I joined CSIRO over twenty years ago and have worked on many different projects mostly in wheat and barley. I love working in the laboratory combined with field and glasshouse work. My work involves varied aspects of seed biology, including seed dormancy, seed composition and environmental stresses. Before data school I would enter data either in FieldPrime or Excel and all my data analyses and visualisation was done in Excel. I had no experience writing code at all.
This project analyses the effect of high temperatures during the grainfill stages of wheat plants on the dormancy of seeds. Most genotypes grown in Australia have low dormancy, which can lead to pre-harvest sprouting (PHS) if there is rainfall near or at harvest time. For instance in 2010, economic losses due to PHS were estimated at $500 million in SA, NSW and QLD. High temperatures during the growing season can cause higher PHS. In this experiment I grew 230 different wheat varieties selected from the OzWheat panel and 10 landraces that were used in previous experiments. We have phenotypic and genetic data for all lines. Plants were grown under regular glasshouse conditions, scored for flowering date, and at a set developmental stage exposed to a hot spell of 7 days. At plant maturity (node collapse) heads were harvested and stored in the freezer to maintain dormancy levels. Seeds were scanned to measure different parameters of seed size and germination tests were performed for each genotype. We want to identify genotypes that are highly sensitive and highly insensitive to heat treatment and determine the genetic basis of heat response on dormancy to future proof Australian wheat varieties.
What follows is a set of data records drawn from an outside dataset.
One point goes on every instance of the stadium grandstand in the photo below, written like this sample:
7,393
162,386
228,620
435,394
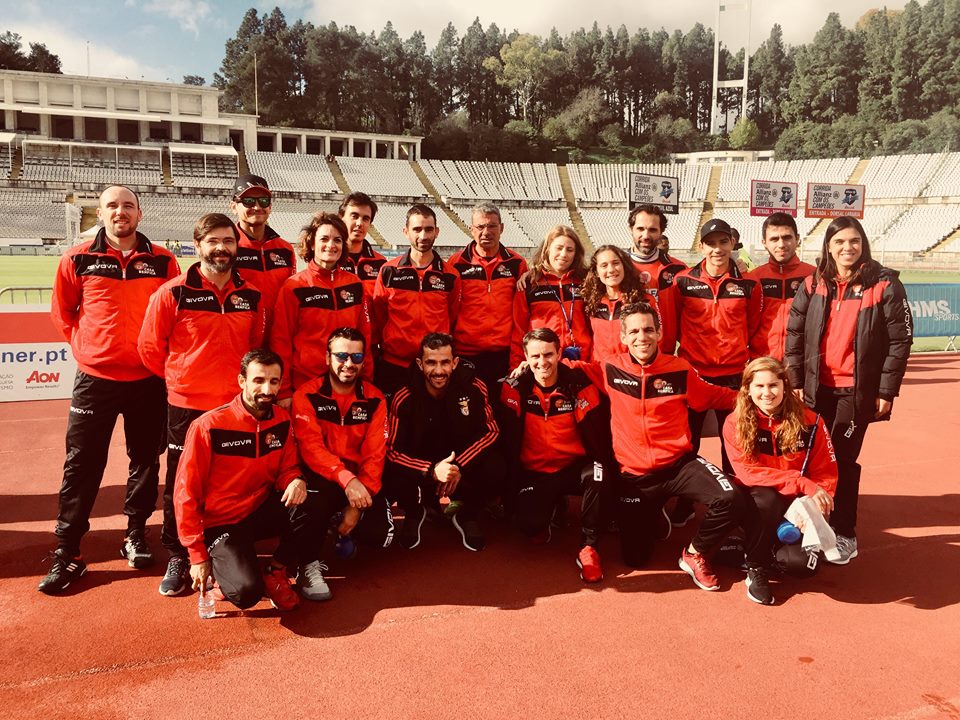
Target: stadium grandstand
65,137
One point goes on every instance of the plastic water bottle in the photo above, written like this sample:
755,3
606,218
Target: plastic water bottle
206,605
788,533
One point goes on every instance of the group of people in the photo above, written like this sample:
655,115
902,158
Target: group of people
452,387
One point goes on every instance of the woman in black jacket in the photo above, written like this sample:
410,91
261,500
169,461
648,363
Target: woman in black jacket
848,340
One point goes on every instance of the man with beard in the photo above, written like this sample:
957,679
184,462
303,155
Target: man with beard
441,443
195,323
656,267
340,422
239,483
100,295
416,293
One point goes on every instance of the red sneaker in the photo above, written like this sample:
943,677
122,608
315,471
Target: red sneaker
698,567
589,563
282,596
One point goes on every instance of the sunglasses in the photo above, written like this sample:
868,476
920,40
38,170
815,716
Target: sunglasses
250,202
357,358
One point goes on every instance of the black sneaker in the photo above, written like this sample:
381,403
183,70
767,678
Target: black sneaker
136,551
63,571
410,532
470,532
175,579
758,586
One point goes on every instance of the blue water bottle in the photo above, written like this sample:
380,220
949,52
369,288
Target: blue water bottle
788,533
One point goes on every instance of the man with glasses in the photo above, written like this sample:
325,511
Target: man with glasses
341,422
488,280
263,257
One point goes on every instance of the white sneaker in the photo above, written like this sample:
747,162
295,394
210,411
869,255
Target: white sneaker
312,585
847,547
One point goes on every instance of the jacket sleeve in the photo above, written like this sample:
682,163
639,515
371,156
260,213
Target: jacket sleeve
153,344
794,343
485,429
312,446
521,323
702,395
374,450
188,497
896,313
399,440
66,298
282,331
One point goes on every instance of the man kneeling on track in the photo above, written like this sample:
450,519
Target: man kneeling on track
557,429
239,482
442,436
650,393
340,422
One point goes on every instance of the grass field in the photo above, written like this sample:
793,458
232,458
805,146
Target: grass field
39,271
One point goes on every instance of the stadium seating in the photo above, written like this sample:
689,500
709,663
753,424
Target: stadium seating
292,172
384,178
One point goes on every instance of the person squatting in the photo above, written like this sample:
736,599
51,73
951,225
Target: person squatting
324,407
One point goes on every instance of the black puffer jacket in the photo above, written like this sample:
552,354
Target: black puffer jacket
882,339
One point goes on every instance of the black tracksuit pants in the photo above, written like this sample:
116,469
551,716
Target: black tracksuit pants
94,409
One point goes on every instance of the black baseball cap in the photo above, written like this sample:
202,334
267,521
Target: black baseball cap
249,182
713,226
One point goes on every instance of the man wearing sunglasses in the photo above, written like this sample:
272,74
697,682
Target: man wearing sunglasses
340,422
263,257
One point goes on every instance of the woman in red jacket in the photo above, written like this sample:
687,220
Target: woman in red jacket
552,297
315,302
779,450
612,282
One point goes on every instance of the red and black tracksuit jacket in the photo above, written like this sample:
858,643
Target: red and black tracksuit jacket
605,325
485,319
547,429
659,274
312,304
648,408
556,303
100,298
784,471
881,335
716,318
342,437
410,302
231,462
195,334
365,265
779,283
267,265
470,425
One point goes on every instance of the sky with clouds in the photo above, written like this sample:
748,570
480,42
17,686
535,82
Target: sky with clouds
167,39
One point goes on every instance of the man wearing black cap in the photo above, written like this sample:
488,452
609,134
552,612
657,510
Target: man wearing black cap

glasshouse | block | line | line_id | pot_num | germination | trt | area_mm2 | majellipse_mm | minellipse_mm | perimeter_mm |
---|---|---|---|---|---|---|---|---|---|---|
1 | 1 | GLUYAS_EARLY | 269 | 1 | 0.0 | control | 21.7 | 7.8 | 3.5 | 24.2 |
1 | 1 | LandRace4 | 9532 | 2 | 94.1 | control | 15.1 | 6.2 | 2.9 | 22.2 |
1 | 1 | RANEE | 11 | 3 | 40.0 | control | 20.3 | 7.3 | 3.5 | 23.0 |
1 | 1 | NABAWA | 7 | 4 | 35.0 | control | 23.1 | 7.8 | 3.8 | 24.4 |
1 | 1 | MOLINEUX | 83 | 5 | 11.1 | control | 18.6 | 6.9 | 3.4 | 22.0 |
I used Tidyverse to combine data from many seperate data files into 1 ‘tidy’ tibble! I spent a lot of time with ggplot2 looking at the data, finding outliers, trends etc. All of R was totally new to me.
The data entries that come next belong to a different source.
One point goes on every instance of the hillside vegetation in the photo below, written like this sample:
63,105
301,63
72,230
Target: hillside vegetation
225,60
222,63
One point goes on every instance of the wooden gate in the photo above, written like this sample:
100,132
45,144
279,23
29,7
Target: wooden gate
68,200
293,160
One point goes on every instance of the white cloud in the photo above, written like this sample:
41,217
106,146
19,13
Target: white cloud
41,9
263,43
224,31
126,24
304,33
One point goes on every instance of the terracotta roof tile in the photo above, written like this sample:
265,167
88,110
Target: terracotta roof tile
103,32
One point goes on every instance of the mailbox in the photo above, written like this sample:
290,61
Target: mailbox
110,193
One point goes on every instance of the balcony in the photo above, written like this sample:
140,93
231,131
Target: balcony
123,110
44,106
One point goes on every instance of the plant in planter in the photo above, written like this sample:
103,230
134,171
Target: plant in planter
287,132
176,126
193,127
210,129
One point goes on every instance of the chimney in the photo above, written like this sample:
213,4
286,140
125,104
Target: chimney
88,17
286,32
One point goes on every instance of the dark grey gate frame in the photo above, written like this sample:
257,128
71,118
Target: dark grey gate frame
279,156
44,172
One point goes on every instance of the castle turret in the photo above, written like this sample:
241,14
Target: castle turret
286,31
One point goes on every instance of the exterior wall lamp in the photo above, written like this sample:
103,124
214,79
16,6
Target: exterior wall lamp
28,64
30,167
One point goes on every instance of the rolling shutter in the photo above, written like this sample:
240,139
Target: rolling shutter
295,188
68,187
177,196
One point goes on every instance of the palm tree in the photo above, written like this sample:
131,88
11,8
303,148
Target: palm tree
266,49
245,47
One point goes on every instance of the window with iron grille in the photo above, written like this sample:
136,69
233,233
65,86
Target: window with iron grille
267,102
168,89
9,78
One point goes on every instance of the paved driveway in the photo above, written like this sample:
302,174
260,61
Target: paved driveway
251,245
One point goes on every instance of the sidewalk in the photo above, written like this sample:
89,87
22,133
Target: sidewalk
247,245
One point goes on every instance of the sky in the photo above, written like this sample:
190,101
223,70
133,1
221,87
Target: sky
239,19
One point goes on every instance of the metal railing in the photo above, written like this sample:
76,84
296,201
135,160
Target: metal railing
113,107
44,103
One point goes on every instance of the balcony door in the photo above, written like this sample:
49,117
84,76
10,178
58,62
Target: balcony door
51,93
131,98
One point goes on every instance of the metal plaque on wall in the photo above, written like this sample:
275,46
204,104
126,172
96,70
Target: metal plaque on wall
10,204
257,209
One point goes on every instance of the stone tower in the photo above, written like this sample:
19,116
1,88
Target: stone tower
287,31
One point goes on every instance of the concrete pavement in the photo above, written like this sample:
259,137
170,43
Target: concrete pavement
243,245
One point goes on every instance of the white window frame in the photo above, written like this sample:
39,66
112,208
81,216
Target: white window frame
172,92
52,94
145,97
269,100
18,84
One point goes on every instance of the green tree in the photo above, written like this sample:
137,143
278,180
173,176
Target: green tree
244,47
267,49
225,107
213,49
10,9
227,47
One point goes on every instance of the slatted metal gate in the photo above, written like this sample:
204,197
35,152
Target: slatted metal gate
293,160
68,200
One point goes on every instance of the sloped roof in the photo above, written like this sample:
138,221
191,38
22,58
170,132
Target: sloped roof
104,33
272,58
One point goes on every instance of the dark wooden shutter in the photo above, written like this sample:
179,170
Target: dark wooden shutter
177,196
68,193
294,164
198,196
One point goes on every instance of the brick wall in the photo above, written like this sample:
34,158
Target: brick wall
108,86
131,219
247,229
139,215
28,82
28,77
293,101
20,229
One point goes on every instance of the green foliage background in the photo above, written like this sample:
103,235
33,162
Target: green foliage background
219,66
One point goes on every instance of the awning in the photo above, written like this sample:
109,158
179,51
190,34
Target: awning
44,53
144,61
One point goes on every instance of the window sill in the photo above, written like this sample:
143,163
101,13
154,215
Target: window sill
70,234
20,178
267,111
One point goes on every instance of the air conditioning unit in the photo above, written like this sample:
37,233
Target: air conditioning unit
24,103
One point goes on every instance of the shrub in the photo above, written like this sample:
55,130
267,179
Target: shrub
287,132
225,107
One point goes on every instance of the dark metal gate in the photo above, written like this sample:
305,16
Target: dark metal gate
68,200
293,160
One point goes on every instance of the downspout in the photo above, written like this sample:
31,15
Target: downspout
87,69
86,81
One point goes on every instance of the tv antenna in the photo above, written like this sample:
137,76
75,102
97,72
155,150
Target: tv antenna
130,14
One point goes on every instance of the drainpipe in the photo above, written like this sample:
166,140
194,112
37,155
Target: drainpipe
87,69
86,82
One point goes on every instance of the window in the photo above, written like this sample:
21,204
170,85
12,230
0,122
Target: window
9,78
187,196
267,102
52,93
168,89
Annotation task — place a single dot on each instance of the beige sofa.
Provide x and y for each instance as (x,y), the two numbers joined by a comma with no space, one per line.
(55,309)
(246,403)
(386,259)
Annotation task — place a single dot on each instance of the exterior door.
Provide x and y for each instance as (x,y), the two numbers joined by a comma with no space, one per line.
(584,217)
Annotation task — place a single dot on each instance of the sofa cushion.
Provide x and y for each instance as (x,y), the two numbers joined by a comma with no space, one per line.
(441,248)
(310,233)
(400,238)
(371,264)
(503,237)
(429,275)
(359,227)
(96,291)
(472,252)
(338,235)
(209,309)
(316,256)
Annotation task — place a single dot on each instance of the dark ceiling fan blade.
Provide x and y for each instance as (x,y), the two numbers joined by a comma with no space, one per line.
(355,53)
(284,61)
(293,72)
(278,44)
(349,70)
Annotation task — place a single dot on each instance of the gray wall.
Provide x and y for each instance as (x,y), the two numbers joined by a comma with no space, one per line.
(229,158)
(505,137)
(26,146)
I really like the ggplot package, looking at data in many different ways gives a much better insight into what might be going on. What a difference from bar graphs in Excel. Also of course the tidyverse package, what would we do without it?
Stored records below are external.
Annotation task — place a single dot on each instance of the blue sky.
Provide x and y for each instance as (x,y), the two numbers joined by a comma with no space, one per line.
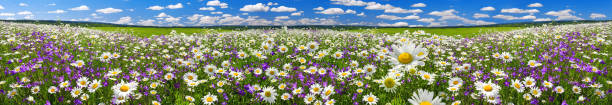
(306,12)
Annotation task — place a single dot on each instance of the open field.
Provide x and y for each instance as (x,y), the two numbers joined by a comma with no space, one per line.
(566,64)
(464,32)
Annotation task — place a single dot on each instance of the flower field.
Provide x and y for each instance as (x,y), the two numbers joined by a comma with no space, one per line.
(551,65)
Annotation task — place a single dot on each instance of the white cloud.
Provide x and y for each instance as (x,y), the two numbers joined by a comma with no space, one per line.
(297,13)
(392,17)
(24,13)
(194,17)
(157,7)
(508,17)
(516,10)
(349,2)
(124,20)
(283,9)
(489,8)
(173,19)
(397,24)
(544,19)
(361,14)
(597,15)
(400,10)
(564,15)
(216,3)
(148,22)
(207,9)
(450,14)
(161,15)
(535,5)
(255,8)
(418,5)
(23,4)
(349,11)
(80,8)
(219,12)
(7,14)
(109,10)
(479,15)
(332,11)
(427,20)
(176,6)
(57,11)
(281,17)
(207,20)
(377,6)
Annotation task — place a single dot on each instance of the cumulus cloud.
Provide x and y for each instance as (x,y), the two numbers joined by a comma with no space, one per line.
(283,9)
(109,10)
(57,11)
(124,20)
(80,8)
(23,4)
(516,10)
(349,11)
(535,5)
(297,13)
(176,6)
(349,2)
(392,17)
(24,13)
(450,15)
(161,15)
(489,8)
(418,5)
(255,8)
(281,17)
(7,14)
(332,11)
(318,8)
(397,24)
(148,22)
(216,3)
(597,16)
(479,15)
(401,10)
(207,9)
(543,19)
(155,8)
(508,17)
(564,15)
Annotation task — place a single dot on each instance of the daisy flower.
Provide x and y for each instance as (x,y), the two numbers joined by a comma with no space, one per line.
(370,99)
(389,83)
(124,89)
(488,88)
(268,94)
(408,54)
(209,99)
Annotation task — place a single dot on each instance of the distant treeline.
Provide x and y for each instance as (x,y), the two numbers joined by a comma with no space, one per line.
(341,27)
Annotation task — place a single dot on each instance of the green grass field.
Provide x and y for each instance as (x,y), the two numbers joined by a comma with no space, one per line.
(464,32)
(149,31)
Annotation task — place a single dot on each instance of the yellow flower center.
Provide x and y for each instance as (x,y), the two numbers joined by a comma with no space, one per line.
(405,58)
(124,88)
(389,82)
(487,88)
(425,103)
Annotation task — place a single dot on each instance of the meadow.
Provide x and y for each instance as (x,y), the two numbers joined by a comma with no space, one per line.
(553,65)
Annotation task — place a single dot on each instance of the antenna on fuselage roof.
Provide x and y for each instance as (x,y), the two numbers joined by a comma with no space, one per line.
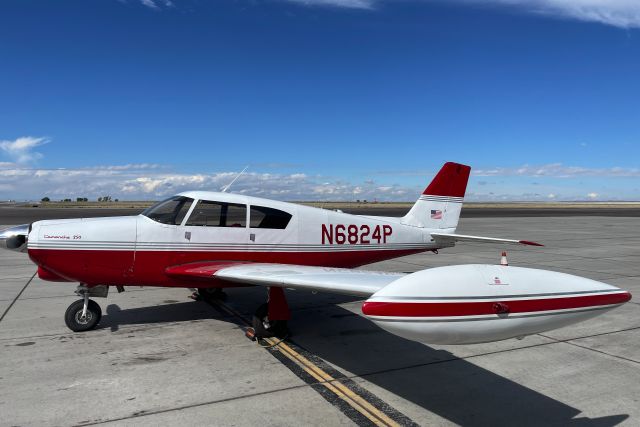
(224,190)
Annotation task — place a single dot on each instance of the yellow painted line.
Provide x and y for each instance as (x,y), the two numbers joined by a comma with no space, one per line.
(354,400)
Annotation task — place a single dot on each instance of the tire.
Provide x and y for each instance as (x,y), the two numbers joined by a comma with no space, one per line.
(277,328)
(209,294)
(72,317)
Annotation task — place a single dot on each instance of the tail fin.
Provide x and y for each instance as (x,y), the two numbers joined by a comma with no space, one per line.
(441,202)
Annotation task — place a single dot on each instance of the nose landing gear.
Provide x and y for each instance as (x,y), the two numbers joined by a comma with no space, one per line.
(270,319)
(84,314)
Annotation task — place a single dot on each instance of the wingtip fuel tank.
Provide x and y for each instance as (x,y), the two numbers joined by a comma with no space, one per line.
(467,304)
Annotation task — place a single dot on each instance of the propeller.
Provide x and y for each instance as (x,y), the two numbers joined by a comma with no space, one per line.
(15,238)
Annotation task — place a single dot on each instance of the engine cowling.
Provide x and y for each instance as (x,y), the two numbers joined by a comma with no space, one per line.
(467,304)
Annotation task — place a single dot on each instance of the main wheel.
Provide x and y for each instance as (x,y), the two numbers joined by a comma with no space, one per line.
(209,294)
(76,322)
(265,328)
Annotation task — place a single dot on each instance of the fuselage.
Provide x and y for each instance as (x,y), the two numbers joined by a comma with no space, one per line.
(136,250)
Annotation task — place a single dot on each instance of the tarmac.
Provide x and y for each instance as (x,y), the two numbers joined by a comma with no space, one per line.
(160,358)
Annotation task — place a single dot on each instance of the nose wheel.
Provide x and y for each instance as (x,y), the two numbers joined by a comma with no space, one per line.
(84,314)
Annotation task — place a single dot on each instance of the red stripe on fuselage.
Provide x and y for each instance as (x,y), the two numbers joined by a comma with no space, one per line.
(147,268)
(442,309)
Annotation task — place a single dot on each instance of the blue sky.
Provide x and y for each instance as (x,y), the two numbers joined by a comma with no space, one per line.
(324,99)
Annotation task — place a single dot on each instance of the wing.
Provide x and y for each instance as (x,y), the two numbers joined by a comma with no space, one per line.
(336,280)
(452,238)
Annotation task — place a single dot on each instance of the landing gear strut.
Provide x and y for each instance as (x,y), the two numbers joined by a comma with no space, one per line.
(84,314)
(270,319)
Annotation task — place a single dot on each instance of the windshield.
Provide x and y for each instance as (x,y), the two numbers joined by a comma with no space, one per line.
(171,211)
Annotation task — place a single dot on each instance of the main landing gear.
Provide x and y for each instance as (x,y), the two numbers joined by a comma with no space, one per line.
(270,319)
(85,314)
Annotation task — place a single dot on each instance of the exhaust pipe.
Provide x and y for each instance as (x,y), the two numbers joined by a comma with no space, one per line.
(15,238)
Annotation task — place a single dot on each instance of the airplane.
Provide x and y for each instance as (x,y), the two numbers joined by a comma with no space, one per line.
(216,240)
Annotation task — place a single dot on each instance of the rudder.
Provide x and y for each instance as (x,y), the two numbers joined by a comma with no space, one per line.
(440,204)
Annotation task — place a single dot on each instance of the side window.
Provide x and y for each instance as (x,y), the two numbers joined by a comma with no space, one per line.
(170,211)
(217,214)
(206,213)
(183,212)
(263,217)
(236,215)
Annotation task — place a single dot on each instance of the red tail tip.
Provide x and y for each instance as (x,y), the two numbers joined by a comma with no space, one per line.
(451,181)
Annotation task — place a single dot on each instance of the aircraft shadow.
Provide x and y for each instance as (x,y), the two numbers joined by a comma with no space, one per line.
(436,380)
(187,311)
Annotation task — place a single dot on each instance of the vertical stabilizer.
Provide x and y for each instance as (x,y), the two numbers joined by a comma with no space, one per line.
(441,202)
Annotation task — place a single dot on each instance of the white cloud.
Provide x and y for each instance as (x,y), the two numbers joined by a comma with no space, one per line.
(558,170)
(619,13)
(21,150)
(150,181)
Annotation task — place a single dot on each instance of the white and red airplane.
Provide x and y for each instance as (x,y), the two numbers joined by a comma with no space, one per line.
(210,241)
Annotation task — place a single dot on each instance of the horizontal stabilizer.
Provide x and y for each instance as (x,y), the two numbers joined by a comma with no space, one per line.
(452,238)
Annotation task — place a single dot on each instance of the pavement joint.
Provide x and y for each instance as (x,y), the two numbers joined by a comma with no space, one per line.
(17,297)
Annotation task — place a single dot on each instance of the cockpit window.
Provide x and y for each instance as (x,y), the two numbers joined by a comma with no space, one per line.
(171,211)
(218,214)
(263,217)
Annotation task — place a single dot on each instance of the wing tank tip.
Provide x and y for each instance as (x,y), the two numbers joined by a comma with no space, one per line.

Most of my time went into cleaning and tidying up data, combining data from many files into one file that I and others can succesfully use now and in the future. Many challenges had to be overcome along the way. With no coding experience at all a lot of time went into trying to remember particular terminology.
Next I want to link the results from the heat experiment to all the genetic data we have for the OzWheat lines. I will need to further my knowledge of the particular packages neccesary to achieve that.
Taking time to do Data school is the best thing that happened to me for a while, especially with the timing of it all. Other than giving me a start in learning to code and using R, it has been wonderfull to work on improving data skills whilst having to work from home in Covid-19 times. I really enjoyed learning to use ggplot and seeing all the different options of visualisation of the data. I am very impressed with people in the Data School Community, their willingness to share knowledge, take time for new students to learn and support them. I am looking forward to using new skills in my day to day work.